Why I chose Micronaut over Spring Boot (and Kotlin along the way)
When I set out to build the backend for a product that replaced a set of legacy reports with one modern application, the framework choice mattered more than it usually does. This was not a typical CRUD service. It was a data-heavy product, combining real-time and batch data, that had to serve a large user base with summaries in milliseconds and scale horizontally without the cost getting out of hand. The obvious default on the JVM is Spring Boot. I went a different way, and I want to explain why.
What the service actually had to do
Before naming any framework, I wrote down what the API layer needed:
- Low, predictable latency. The database side was fast, so the service in front of it could not become the bottleneck.
- Fast startup and a small memory footprint. In a containerized, autoscaling world, instances come and go constantly. A service that takes many seconds to start and holds a large heap is expensive and slow to scale.
- High concurrency. The product aimed at tens of thousands of users, so the request path had to stay efficient under load.
- A clean developer experience. The team needed to move quickly without fighting the framework.
Those requirements did most of the deciding for me.
Where Spring Boot gave me pause
Spring Boot is excellent, and I want to be fair about that. The ecosystem is enormous, the documentation is everywhere, and for most services it is a completely reasonable default. My hesitation was specific to this workload.

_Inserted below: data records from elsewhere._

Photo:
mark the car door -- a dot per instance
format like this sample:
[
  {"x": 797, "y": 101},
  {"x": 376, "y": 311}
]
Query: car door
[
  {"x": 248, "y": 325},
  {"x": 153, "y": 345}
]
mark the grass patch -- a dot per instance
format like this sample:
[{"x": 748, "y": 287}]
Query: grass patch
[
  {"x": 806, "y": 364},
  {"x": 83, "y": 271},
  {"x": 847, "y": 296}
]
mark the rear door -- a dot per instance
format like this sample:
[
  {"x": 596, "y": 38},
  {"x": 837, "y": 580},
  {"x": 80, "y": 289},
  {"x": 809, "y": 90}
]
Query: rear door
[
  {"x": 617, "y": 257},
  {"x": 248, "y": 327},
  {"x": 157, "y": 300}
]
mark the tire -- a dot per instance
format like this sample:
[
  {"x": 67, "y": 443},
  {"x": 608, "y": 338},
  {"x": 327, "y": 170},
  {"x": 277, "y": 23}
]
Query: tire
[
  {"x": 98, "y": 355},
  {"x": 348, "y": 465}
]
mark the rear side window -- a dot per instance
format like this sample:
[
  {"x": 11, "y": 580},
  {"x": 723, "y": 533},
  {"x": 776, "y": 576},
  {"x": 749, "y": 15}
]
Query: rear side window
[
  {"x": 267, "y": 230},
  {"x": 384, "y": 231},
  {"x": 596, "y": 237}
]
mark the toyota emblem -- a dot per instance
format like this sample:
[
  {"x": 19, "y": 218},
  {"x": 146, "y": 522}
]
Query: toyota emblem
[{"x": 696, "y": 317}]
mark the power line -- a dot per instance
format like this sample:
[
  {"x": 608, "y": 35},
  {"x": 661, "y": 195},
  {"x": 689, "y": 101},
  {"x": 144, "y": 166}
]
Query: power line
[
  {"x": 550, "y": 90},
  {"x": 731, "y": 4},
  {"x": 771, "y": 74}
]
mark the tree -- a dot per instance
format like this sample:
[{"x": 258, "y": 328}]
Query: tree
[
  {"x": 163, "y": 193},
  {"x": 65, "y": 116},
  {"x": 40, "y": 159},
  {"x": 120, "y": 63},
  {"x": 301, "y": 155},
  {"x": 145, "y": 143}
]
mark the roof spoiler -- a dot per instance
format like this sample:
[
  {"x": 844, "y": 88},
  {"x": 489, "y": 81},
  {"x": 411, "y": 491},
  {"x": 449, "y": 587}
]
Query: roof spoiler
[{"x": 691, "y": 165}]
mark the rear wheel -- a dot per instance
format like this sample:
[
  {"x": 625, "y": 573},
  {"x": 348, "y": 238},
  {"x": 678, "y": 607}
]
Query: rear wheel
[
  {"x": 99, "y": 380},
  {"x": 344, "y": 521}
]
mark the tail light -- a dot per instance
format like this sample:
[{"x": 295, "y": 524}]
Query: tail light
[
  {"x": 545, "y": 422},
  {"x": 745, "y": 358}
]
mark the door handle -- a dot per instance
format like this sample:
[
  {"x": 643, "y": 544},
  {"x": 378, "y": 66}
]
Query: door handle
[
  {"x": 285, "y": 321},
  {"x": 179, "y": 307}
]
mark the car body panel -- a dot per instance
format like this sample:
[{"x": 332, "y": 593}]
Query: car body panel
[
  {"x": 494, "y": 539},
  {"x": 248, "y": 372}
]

Spring’s core wires the application together largely at runtime. Dependency injection, proxies, and much of the autoconfiguration rely on reflection and classpath scanning as the app boots. That flexibility has a cost: slower startup and a larger memory footprint. For a long-running monolith that starts once, you rarely notice. For a service that scales out and in constantly and where cold start time is real money, that cost becomes part of the architecture.
Why Micronaut fit
Micronaut inverts the expensive part. It does its dependency injection and aspect-oriented wiring at compile time rather than at runtime. The framework processes annotations during the build and generates the wiring ahead of time, so at startup there is little to no reflection or classpath scanning left to do.
That single design choice lines up with everything I needed:
- Fast startup. Because the wiring is already done, instances come up quickly, which makes autoscaling responsive instead of sluggish.
- Low memory footprint. Less runtime machinery means smaller heaps, so I could run more per node and keep costs down.
- Non-blocking by default. Micronaut is built on a reactive, Netty-based HTTP stack, which suited a high-concurrency, low-latency request path.
- Ahead-of-time and native friendly. The compile-time model also plays well with GraalVM native images, which keeps the door open for even leaner deployments later.
None of this makes Spring Boot wrong. It makes Micronaut a better match for a service whose whole job is to be fast, cheap to scale, and light on its feet.
Why Kotlin
Choosing Micronaut opened the door to Kotlin, and I took it. A few reasons stood out:
- Null safety. Kotlin’s type system pushes null handling to compile time, which removes a whole category of runtime failures from a service that has to stay up.
- Conciseness. Data classes, default arguments, and less ceremony mean less boilerplate and code that is easier to read and review.
- Coroutines. Structured, readable asynchronous code fit naturally with a non-blocking framework, without drowning in callbacks.
- Full JVM interoperability. Kotlin runs on the same JVM and uses the same libraries, so nothing about the ecosystem was off limits.
Micronaut has first-class Kotlin support, so the two worked together cleanly rather than fighting each other.
The honest tradeoffs
This was the right call for this workload, but it was not free. Spring Boot has a larger community, more tutorials, and more engineers who already know it, so hiring and onboarding are easier. Some libraries are Spring-first, and you occasionally do more integration work on a smaller framework. If I were building a standard service where startup time and footprint did not matter, I would happily reach for Spring Boot.
The takeaway
The lesson I keep coming back to is that framework choice should follow the workload, not habit. For a latency-sensitive, cost-sensitive product that scales horizontally, Micronaut’s compile-time approach and Kotlin’s safety and brevity were a genuinely better fit than the default. Write your real constraints down first, and more often than not they will pick the tool for you.